Unfortunately, there are no empirical measurements of peer review uncertainty in the REF. In our paper, we therefore study peer review uncertainty based on a simple mathematical model. We recommend that peer review uncertainty should be measured empirically in the next edition of the REF in 2021.
Our model of peer review uncertainty suggests that in some fields, in particular in physics, clinical medicine, and public health, agreement between metrics and peer review is quite close to internal peer review agreement. In these fields, differences between metrics and peer review seem to be of a similar magnitude as differences between two peer review exercises, from both a reputational (size-independent) and a funding (size-dependent) perspective.
Conclusion
A large number of scientometric studies have analysed agreement between metrics and peer review. Many of these studies take one specific perspective, often without a clear motivation, leading to apparent inconsistencies in the literature. To develop a systematic understanding of agreement between metrics and peer review, we consider it essential to take into account the four principles presented above.

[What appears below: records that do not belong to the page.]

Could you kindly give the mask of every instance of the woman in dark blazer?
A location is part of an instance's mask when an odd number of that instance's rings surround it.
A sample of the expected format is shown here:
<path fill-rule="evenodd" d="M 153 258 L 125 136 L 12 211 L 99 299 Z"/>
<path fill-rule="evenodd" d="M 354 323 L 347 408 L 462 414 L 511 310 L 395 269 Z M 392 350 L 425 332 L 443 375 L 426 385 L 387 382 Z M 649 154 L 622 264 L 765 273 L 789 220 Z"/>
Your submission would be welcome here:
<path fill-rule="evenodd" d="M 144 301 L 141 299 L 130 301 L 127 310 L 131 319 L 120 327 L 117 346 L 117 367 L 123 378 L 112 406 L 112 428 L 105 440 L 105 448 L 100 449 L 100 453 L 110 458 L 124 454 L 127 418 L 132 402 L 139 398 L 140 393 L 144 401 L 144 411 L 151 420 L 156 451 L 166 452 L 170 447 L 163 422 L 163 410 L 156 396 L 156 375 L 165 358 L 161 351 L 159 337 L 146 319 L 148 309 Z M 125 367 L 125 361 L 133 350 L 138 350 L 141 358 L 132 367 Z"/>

Finally, we emphasize that, even if metrics are found to agree well with peer review, there may be other arguments against replacing peer review by metrics, such as arguments related to goal displacement. The various arguments should be carefully weighed in discussions about the use of metrics as an alternative to peer review. We therefore do not suggest that metrics should replace peer review in the REF. However, in some REF fields, the argument that metrics should not be used because of their low agreement with peer review does not stand up to closer scrutiny.